Working off a few hours of sleep Thursday morning -- he wrapped up his marathon debate a little before 2:15 a.m. ET -- the Connecticut Democrat was in demand across the morning talk shows.
"There was nothing that was going to happen in the United States Senate, no debate, in the wake of the worst mass shooting in American history, until this filibuster began. That was deeply offensive to many of us," Murphy said Thursday on CNN's "New Day."
A little more than 12 hours after Murphy had finished his filibuster, Senate Republican leaders announced that votes on gun measures were set for Monday.

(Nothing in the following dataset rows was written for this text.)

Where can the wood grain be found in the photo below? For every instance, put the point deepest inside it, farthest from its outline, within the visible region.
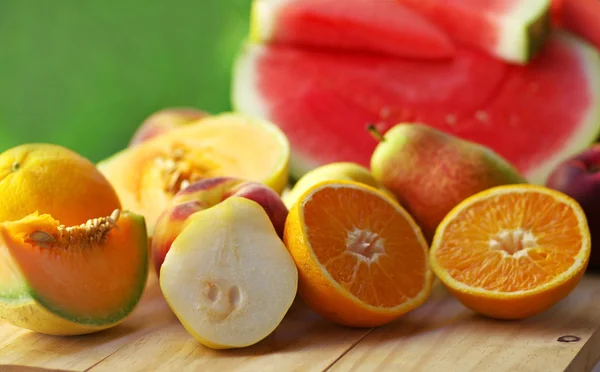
(442, 335)
(153, 339)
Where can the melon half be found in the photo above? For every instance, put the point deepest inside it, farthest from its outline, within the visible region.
(534, 115)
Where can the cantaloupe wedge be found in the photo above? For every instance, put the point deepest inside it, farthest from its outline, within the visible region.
(147, 176)
(62, 280)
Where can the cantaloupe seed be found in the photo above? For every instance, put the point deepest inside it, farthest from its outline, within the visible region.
(181, 167)
(94, 231)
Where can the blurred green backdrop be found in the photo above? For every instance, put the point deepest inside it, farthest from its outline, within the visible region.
(84, 74)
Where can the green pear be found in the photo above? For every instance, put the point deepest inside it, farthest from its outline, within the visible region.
(430, 171)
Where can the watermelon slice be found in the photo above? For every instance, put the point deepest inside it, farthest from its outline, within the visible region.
(382, 26)
(534, 115)
(512, 30)
(581, 17)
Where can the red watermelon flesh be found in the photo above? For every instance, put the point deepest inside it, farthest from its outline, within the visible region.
(532, 115)
(382, 26)
(581, 17)
(512, 30)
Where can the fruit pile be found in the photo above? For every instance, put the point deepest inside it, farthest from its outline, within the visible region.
(495, 72)
(205, 202)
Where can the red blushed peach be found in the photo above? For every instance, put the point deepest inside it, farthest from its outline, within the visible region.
(579, 177)
(207, 193)
(165, 120)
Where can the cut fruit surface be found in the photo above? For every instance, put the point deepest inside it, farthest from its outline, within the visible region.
(512, 251)
(51, 179)
(147, 175)
(71, 280)
(228, 277)
(580, 17)
(362, 259)
(383, 26)
(323, 101)
(511, 30)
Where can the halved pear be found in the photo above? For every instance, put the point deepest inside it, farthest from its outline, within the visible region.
(228, 277)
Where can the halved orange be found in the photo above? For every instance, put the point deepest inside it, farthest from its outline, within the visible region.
(512, 251)
(362, 260)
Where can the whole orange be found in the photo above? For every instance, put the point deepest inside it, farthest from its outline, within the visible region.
(52, 179)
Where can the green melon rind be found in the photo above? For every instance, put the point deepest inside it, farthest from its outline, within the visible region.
(588, 129)
(262, 19)
(523, 31)
(28, 294)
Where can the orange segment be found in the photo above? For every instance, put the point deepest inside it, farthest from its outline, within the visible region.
(512, 251)
(361, 257)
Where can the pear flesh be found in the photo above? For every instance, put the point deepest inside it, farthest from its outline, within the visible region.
(228, 277)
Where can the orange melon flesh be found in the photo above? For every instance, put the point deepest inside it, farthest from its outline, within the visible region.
(220, 145)
(96, 285)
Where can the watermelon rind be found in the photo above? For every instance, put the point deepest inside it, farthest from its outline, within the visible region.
(247, 98)
(588, 129)
(262, 19)
(524, 31)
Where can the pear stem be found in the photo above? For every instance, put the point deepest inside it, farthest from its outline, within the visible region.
(375, 132)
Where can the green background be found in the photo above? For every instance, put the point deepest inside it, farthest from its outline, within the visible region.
(84, 74)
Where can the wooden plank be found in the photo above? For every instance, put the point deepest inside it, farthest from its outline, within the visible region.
(153, 339)
(22, 348)
(445, 336)
(303, 342)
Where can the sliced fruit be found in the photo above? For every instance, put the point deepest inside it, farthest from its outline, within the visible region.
(147, 176)
(63, 280)
(429, 171)
(333, 171)
(52, 179)
(579, 17)
(383, 26)
(228, 277)
(511, 30)
(323, 101)
(361, 257)
(205, 194)
(511, 252)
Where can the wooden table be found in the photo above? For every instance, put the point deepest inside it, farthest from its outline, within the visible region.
(441, 335)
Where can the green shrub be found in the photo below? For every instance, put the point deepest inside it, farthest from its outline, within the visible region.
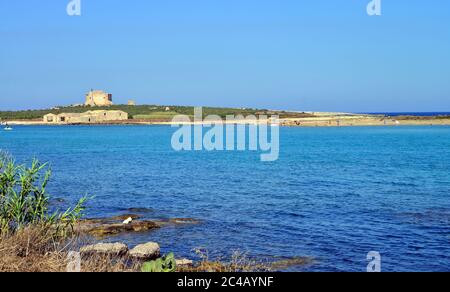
(166, 264)
(24, 200)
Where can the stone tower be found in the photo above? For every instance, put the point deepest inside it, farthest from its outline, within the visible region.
(98, 98)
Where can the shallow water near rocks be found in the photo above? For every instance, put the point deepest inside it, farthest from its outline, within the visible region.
(334, 195)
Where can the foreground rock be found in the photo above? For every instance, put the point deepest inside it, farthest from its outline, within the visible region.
(147, 251)
(111, 249)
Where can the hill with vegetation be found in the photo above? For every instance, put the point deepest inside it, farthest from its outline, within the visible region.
(145, 112)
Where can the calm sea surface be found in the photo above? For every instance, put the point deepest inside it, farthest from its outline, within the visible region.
(335, 193)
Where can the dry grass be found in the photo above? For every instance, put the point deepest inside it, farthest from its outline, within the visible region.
(36, 250)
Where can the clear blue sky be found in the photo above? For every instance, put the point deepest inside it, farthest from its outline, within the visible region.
(318, 55)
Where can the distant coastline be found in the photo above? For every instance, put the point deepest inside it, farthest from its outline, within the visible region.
(163, 115)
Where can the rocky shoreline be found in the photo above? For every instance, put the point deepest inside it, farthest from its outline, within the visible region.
(107, 228)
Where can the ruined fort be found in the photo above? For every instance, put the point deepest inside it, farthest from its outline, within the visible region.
(93, 99)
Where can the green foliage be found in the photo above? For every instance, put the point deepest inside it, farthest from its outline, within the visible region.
(24, 199)
(166, 264)
(154, 112)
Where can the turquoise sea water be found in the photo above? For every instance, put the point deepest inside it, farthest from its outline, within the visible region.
(335, 193)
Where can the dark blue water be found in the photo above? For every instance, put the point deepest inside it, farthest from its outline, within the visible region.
(335, 193)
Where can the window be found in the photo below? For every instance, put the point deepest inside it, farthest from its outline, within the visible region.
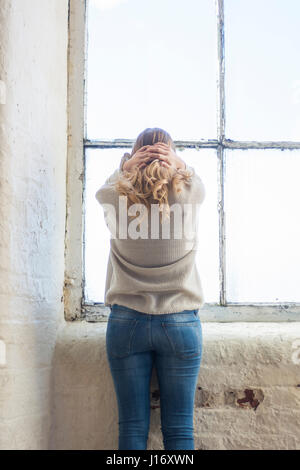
(162, 63)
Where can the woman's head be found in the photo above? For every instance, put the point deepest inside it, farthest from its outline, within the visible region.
(151, 184)
(150, 136)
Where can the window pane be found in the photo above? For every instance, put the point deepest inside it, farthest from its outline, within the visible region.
(262, 69)
(151, 64)
(262, 196)
(99, 165)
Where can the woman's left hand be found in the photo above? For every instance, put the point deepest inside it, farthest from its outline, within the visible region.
(166, 154)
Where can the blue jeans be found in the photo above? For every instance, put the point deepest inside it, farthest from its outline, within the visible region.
(135, 342)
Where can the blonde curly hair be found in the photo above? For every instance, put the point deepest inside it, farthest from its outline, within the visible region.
(151, 184)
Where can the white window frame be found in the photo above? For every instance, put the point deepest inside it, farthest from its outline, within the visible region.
(75, 306)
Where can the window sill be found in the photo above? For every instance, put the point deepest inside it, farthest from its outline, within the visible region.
(216, 313)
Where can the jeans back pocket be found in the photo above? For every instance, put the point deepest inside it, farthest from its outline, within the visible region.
(185, 338)
(119, 335)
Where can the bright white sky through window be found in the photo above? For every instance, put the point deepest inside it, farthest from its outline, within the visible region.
(154, 63)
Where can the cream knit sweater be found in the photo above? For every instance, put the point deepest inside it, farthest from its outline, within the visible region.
(154, 276)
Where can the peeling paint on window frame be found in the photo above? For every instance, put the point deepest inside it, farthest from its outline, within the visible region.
(76, 308)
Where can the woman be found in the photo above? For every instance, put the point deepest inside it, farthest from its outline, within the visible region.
(153, 289)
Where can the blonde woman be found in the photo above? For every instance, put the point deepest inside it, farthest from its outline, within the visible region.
(153, 289)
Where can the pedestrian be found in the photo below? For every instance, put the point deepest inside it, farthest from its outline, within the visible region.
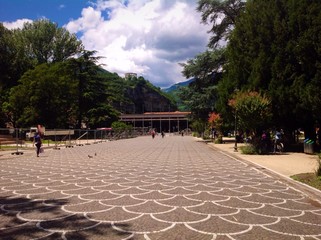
(153, 134)
(163, 134)
(37, 142)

Here are five recent long talks that rocketed (mostly) young senators to national prominence.
Chris Murphy (15 hours)
Murphy might not be running for president anytime soon but he managed to steal the spotlight with a lengthy, emotional debate that began at 11 a.m. Wednesday. By the end of it, he declared victory, saying he had secured promises of votes on Democratic and Republican gun measures.

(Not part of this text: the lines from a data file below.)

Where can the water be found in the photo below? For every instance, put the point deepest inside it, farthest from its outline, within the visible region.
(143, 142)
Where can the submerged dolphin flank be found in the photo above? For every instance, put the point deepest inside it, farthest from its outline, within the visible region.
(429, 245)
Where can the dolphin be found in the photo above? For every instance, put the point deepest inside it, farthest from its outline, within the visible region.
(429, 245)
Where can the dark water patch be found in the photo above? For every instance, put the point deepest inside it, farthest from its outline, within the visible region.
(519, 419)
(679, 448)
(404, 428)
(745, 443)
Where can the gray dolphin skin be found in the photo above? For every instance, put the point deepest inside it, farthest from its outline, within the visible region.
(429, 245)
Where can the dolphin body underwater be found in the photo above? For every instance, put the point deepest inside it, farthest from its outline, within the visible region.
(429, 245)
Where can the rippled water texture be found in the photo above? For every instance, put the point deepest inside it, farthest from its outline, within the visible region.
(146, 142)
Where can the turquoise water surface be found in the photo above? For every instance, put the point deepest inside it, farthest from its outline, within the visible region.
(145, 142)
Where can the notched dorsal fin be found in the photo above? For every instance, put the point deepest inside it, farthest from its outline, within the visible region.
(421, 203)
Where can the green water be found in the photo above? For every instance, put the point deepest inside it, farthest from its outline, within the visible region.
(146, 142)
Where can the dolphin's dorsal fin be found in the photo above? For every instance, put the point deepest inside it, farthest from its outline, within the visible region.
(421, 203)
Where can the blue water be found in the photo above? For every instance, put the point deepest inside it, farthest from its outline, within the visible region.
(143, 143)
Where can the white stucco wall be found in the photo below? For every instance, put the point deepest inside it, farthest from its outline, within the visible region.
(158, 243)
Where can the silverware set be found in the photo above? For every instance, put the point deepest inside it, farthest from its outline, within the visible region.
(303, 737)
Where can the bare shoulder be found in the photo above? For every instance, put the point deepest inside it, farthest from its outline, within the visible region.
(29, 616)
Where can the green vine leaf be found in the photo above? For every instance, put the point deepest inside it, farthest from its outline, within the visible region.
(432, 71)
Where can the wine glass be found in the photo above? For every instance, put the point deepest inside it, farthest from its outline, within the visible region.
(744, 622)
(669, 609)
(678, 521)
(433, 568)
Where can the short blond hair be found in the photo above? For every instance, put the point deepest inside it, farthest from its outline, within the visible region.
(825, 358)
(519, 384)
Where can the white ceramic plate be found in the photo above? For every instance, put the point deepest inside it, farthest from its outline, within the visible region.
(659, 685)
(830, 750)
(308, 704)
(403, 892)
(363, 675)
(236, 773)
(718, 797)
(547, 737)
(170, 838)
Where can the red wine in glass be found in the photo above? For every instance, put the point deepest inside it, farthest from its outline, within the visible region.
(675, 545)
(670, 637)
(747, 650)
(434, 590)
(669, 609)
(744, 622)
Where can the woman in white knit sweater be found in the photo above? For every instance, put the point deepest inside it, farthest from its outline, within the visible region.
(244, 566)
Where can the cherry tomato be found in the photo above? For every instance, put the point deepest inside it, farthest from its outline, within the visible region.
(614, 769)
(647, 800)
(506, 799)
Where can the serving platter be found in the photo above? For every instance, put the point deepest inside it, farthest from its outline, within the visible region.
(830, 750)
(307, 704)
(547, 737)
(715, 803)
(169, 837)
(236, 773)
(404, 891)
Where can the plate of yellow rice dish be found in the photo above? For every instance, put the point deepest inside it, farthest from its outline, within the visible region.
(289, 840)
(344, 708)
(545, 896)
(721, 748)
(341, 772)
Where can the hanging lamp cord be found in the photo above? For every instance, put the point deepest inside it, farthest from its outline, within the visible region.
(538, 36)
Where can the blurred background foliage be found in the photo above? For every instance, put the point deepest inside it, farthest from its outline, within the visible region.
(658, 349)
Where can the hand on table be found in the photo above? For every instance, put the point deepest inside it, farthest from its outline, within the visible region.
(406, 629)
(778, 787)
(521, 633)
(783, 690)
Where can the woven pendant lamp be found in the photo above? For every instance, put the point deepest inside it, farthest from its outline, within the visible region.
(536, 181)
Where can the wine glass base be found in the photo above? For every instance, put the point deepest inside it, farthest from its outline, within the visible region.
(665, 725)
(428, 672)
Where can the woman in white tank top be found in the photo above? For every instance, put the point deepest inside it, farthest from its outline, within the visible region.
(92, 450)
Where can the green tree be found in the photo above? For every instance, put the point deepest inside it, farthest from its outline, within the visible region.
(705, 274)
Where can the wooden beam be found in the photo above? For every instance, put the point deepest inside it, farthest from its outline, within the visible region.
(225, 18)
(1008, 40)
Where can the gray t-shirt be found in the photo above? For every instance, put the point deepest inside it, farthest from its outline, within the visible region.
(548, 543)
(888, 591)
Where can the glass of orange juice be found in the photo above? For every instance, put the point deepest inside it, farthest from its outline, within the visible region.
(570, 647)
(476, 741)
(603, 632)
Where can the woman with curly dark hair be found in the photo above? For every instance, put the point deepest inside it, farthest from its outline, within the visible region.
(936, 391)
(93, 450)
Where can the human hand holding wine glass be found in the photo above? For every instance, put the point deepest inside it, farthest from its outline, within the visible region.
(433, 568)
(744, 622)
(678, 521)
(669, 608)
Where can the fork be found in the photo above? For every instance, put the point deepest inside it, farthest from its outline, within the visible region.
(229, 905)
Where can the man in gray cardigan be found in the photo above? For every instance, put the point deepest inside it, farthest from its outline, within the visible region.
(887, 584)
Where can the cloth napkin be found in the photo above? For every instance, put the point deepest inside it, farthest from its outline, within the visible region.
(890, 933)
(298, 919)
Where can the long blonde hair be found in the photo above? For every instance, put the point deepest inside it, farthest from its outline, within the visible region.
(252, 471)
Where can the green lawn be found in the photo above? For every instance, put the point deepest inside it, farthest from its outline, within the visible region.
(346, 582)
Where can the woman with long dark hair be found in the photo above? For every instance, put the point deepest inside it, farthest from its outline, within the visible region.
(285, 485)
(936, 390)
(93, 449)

The gun debate has long been central to Murphy's own ascent. Murphy won a hard-fought contest for the seat vacated by former Sen. Joe Lieberman in 2012 after having represented the Connecticut district in the House that includes Newtown.
And, to cap his speech, Murphy presented a photo of Dylan Hockley, a 6-year-old boy who was killed in the Sandy Hook shootings. "What can you do to make Orlando or Sandy Hook never, ever, ever happen again?" Murphy asked.
Ted Cruz (21 hours)
When Ted Cruz entered the Senate in 2013, the Texas senator was one of a handful of successful tea partiers who shocked the Republican establishment into action after upending then-Senate favorite David Dewhurst in the 2012 Texas primary.
But in less than a year, Cruz laid the groundwork for an insurgent White House run in part by reading "Green Eggs and Ham" from the Senate floor to try and block implementation of the Affordable Care Act. It was not a filibuster -- the Senate had ended debate earlier, meaning Cruz was not actually blocking anything -- but Cruz still talked for a whopping 21 hours.
By the end of it, Cruz was a tea party favorite for the Republican nomination, still three years away. Cruz supporters across the nation still cite his lengthy debate against Obamacare as one of the defining moments for the young senator.
Rand Paul (13 hours)
A half year before Cruz cemented his standing in the national conservative movement by reading Dr. Seuss from the Senate floor, Paul further elevated his family's standing among libertarian-leaning Republicans with his own 13-hour-long filibuster to block confirmation of CIA Director John Brennan.
Paul, the son of libertarian favorite Ron Paul, launched his filibuster amid a massive snowstorm in the nation's capital in March 2013 and locked in the significance with the hashtag "#filiblizzard."
The standoff might not have garnered quite as strong a following among conservatives as Cruz would accomplish six months later, but Paul laid the tactical groundwork for Cruz. And he also burnished his credentials as a leading crusader for civil liberties when weighed against domestic surveillance and national security.
Bernie Sanders (8 hours)
Just one month after President Barack Obama took, by his words, a "shellacking" in the tea party wave of 2010, the President finalized a massive package of tax cuts with Republicans -- solidifying measures he said were needed for consumers still reeling amid the recession. And not long after Senate negotiators agreed to vote on the compromise plan, Vermont Independent Sen. Bernie Sanders took to the Senate floor to blast away at the measure.
It was technically a filibuster but did not actually block anything because Sanders launched his talk-a-thon on a Friday and ended it well before the vote scheduled for that Monday. But it won him plaudits among the liberal base in large part because he talked it out as opposed to just stalling. And, not surprisingly, Sanders hit on all the economic populist notes in that 2010 filibuster that would line his 2016 primary insurgency against Hillary Clinton.
Harry Reid (9 hours)
In the midst of President George W. Bush's first term, then-Senate Minority Whip Harry Reid took to the Senate floor for nine hours to protest Republican judicial nominees in 2003. As he held the Senate floor, Reid read from his own book about his Nevada hometown, entitled, "Searchlight: The Camp that Didn't Fail."
Reid was already a stalwart Democratic leader in the Senate by that point and did not appear headed for any presidential contests, but the filibuster and other fights against Bush appointees helped cement his image as a scrapper in the trenches along his way to becoming the Senate's top Democrat.
Ironically, six years later, Reid found himself on the other side of the filibuster debate with Republicans using the tool to block nominees sought by the newly-elected Obama.